Kelima, Mengambil ibrah dari semua kejadian dan peristiwa sepanjang tahun sebelumnya, dan tahun-tahun sebelumnya dimana berbagai krisis dan konflik multidimensi, serta musibah dan bencana besar silih berganti telah mengharu biru kehidupan bangsa Indonesia pada umumnya dan ummat Islam pada khususnya. Padahal itu semua hanyalah sebagian saja diantara hak sanksi atau hukuman atas fenomena maraknya bermacam-macam kejahatan, kemaksiatan dan penyimpangan yang diperbuat tangan-tangan kotor manusia pendurhaka. Firman Allah `azza wa jalla : "Telah tampak kerusakan di darat dan di laut disebabkan karena perbuatan tangan manusia, supaya Allah membuat mereka merasakan sebagian dari (akibat) perbuatan mereka, agar mereka kembali (ke jalan yang benar)" (Q.S. Ar Rum ; 41)

Keenam, Tahun baru Hijriyah mengingatkan kita pada peristiwa hijrah Nabi Muhammad shallallahu ‘alaihi wasallam, maka marilah kita benar-benar menghijrahkan diri dari segala bentuk keburukan menuju kebaikan, dari kemaksiatan menuju ketaatan, dari kejahiliyahan menuju totalitas Islam dan dari kegelapan memperturutkan hawa nafsu menuju cahaya terang keikhlasan dalam menggapai ridha Allah.
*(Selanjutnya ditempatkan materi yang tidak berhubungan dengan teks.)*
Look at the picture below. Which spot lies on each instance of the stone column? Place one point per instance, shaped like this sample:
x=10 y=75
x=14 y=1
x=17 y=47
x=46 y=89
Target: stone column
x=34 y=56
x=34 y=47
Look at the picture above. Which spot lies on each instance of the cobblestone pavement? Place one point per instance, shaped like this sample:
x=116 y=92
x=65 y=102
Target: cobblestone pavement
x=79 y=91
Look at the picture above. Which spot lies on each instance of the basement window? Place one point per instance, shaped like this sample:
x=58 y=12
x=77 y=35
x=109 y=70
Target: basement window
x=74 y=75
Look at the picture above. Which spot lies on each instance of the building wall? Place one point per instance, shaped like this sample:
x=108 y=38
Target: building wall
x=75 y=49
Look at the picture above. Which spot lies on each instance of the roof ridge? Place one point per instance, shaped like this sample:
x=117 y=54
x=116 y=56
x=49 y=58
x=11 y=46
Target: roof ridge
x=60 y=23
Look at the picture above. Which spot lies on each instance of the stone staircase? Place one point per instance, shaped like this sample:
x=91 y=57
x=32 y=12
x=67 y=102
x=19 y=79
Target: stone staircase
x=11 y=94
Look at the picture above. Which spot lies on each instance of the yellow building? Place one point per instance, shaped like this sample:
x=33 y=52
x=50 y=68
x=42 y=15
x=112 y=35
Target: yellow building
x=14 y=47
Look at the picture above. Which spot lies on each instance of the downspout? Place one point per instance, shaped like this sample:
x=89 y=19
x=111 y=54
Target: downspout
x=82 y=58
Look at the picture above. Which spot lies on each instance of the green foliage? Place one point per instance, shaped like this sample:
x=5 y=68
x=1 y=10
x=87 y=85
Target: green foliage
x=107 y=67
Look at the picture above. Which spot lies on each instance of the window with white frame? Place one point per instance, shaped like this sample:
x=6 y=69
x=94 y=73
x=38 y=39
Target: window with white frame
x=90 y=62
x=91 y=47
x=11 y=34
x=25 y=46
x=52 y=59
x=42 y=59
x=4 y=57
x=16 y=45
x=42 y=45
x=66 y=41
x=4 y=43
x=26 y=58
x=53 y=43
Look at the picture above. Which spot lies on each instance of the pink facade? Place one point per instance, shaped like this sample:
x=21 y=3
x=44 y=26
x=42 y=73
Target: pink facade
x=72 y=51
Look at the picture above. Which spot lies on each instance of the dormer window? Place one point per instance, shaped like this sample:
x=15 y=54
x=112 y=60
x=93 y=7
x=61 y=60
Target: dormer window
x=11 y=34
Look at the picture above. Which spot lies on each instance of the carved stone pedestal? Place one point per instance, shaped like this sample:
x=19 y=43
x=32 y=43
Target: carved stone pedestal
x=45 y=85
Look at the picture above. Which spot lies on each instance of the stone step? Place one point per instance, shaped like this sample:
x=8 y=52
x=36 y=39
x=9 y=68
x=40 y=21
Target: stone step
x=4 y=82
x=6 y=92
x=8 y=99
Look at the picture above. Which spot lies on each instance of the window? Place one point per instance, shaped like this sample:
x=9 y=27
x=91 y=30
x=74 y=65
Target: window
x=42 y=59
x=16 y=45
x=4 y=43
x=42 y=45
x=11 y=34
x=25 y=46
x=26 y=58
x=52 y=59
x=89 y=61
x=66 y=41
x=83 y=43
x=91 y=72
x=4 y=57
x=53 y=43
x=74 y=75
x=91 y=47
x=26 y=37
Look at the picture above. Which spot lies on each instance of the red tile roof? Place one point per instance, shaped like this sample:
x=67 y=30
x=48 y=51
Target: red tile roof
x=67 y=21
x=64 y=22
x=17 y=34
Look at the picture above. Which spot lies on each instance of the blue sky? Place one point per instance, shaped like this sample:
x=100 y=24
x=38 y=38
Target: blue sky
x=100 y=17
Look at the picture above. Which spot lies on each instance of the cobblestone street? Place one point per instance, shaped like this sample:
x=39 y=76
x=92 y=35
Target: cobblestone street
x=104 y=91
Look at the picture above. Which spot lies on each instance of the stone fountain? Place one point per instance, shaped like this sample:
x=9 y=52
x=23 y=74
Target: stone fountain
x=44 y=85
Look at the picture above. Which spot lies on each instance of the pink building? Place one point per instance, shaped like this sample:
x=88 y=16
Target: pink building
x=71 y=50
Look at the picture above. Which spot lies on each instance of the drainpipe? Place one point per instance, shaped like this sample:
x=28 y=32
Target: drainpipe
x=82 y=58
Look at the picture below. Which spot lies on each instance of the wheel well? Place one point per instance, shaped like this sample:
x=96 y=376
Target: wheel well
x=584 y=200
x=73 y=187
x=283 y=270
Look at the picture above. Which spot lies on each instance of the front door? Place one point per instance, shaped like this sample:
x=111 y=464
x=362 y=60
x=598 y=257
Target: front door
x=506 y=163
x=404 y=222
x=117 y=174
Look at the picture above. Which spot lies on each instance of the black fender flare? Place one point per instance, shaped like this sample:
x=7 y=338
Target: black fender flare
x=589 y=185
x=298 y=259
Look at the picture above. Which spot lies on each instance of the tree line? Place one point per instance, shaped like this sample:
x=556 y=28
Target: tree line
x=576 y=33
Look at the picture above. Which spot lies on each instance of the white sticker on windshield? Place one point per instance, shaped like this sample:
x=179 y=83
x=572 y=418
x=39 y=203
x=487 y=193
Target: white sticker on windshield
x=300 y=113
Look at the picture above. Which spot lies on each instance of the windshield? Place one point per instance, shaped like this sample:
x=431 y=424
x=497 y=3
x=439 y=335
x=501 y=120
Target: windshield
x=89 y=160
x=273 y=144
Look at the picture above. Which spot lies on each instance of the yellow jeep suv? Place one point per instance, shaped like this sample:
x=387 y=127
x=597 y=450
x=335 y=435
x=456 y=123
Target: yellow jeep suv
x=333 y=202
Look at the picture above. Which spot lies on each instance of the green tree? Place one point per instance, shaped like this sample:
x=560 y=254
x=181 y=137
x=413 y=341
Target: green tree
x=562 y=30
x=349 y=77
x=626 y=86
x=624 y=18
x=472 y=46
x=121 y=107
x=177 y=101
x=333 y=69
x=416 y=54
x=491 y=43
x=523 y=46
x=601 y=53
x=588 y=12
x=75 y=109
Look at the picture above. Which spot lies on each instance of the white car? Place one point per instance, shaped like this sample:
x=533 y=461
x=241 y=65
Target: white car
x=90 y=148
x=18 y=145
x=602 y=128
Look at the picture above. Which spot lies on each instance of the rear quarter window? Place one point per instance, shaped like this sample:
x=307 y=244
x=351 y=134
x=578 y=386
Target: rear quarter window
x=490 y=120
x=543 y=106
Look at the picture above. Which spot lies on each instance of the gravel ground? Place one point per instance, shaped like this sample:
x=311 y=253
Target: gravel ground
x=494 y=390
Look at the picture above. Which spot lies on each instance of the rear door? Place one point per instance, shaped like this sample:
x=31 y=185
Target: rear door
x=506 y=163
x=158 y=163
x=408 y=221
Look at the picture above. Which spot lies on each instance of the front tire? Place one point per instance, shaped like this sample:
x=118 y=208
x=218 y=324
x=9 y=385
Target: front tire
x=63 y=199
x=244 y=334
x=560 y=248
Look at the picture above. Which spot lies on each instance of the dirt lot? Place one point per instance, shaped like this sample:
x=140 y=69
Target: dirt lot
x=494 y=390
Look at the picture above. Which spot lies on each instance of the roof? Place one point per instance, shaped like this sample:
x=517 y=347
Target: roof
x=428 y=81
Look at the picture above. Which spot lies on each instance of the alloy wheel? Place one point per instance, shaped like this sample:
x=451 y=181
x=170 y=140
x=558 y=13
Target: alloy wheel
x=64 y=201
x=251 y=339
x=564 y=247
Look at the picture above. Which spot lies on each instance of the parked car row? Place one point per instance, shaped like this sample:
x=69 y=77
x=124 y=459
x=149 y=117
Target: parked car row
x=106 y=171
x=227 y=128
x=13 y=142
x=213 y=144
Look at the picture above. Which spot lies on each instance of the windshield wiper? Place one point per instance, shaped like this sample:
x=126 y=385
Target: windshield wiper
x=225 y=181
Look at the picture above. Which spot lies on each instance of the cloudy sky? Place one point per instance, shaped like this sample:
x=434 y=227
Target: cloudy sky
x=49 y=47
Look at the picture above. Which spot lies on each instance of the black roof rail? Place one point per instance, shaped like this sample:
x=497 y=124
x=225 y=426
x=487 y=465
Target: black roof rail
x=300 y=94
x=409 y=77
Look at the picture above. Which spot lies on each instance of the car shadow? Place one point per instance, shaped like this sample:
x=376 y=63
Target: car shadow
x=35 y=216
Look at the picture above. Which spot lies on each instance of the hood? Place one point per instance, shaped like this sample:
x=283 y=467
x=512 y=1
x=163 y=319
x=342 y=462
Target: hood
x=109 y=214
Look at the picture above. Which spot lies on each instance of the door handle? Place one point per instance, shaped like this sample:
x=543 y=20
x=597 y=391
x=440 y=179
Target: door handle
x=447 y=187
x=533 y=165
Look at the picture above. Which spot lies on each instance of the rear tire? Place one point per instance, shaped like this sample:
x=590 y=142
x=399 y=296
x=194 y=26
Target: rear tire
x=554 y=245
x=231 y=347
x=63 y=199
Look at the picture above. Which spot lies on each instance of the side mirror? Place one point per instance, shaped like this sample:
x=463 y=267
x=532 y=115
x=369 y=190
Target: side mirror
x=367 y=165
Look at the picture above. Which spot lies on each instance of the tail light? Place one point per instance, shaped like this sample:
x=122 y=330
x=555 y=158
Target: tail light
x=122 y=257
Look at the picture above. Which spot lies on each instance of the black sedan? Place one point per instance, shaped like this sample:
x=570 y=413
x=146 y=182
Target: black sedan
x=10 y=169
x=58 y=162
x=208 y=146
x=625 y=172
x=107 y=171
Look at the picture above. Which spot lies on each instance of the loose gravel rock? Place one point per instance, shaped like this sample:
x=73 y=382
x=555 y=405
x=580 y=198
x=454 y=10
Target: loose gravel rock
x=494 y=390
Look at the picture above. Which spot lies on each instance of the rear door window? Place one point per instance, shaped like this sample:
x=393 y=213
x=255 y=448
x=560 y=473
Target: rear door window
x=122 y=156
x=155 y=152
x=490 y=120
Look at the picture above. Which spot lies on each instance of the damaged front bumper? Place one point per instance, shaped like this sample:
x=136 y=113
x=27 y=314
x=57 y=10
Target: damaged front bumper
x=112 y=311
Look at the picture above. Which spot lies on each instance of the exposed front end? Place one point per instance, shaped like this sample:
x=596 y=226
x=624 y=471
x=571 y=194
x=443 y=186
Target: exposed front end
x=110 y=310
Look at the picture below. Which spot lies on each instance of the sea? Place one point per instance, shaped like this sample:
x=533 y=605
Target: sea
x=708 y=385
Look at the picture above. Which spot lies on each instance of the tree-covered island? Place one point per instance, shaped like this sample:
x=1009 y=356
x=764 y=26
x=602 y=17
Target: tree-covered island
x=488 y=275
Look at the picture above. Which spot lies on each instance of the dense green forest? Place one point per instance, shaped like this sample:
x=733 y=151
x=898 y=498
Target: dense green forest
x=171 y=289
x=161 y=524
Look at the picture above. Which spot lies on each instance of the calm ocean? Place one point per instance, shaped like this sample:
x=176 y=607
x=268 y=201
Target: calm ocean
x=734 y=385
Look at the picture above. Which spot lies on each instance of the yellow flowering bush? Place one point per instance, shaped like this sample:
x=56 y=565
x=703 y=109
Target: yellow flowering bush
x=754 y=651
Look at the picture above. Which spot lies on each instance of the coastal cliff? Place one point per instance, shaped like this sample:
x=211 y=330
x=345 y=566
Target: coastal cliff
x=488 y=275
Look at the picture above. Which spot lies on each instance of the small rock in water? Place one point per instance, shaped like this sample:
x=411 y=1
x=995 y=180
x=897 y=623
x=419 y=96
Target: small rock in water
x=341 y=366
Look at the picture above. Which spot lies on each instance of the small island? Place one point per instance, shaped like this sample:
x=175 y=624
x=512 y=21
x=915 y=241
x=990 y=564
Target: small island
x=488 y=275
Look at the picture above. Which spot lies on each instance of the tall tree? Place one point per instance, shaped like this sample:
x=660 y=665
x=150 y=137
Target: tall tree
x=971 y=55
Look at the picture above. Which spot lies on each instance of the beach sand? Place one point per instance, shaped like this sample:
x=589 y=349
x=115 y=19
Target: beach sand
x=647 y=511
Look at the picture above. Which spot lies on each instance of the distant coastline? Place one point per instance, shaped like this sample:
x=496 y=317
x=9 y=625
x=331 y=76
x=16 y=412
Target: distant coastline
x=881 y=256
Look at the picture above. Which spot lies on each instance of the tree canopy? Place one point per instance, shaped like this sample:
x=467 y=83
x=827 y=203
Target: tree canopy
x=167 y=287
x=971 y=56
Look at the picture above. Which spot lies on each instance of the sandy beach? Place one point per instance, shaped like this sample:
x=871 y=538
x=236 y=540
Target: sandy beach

Ketujuh, Mengingatkan ummat Islam dan masyarakat bahwa, marak dan merajalelanya berbagai bentuk kemaksiatan yang menghancurkan sendi-sendi kehidupan selama ini, tidak terlepas dari fenomena lemahnya semangat dan usaha da'wah serta amar bil ma'ruf wannahi 'anil munkar di kalangan masyarakat. Oleh karenanya mari kita tingkatkan aktifitas da'wah yang berorientasi pada pembinaan generasi ummat dan pencegahan serta pemberantasan kemungkaran di muka bumi.

Nabi shallallahu ‘alaihi wasallam bersabda : "Barang siapa diantara kamu melihat suatu kemungkaran, maka hendaklah ia merubahnya dengan tangannya, jika tidak mampu maka dengan lisannya, jika tidak mampu pula, maka dengan hatinya, dan itu adalah selemah-lemahnya iman" (H.R. Muslim)

Kedelapan, Secara khusus kami mengajak seluruh ummat Islam untuk mengawali tahun baru Islam ini disamping dengan bentuk-bentuk ketaatan lain dengan memperbanyak puasa di bulan Muharram khususnya pada tanggal 10 dan 9 ('Asyura dan Tasu'a)

Rasulullah shallallahu ‘alaihi wasallam bersabda : "Sebaik-baik puasa setelah puasa Ramadhan adalah puasa bulan Muharram, dan sebaik-baik shalat setelah shalat fardhu adalah shalat malam". (H.R. Muslim)

Rasulullah shallallahu ‘alaihi wasallam bersabda : "Kalau Aku hidup sampai tahun depan, niscaya aku akan puasa pada tanggal 9 (Muharram). (H.R. Muslim). Wallahu A'lam bish shawab.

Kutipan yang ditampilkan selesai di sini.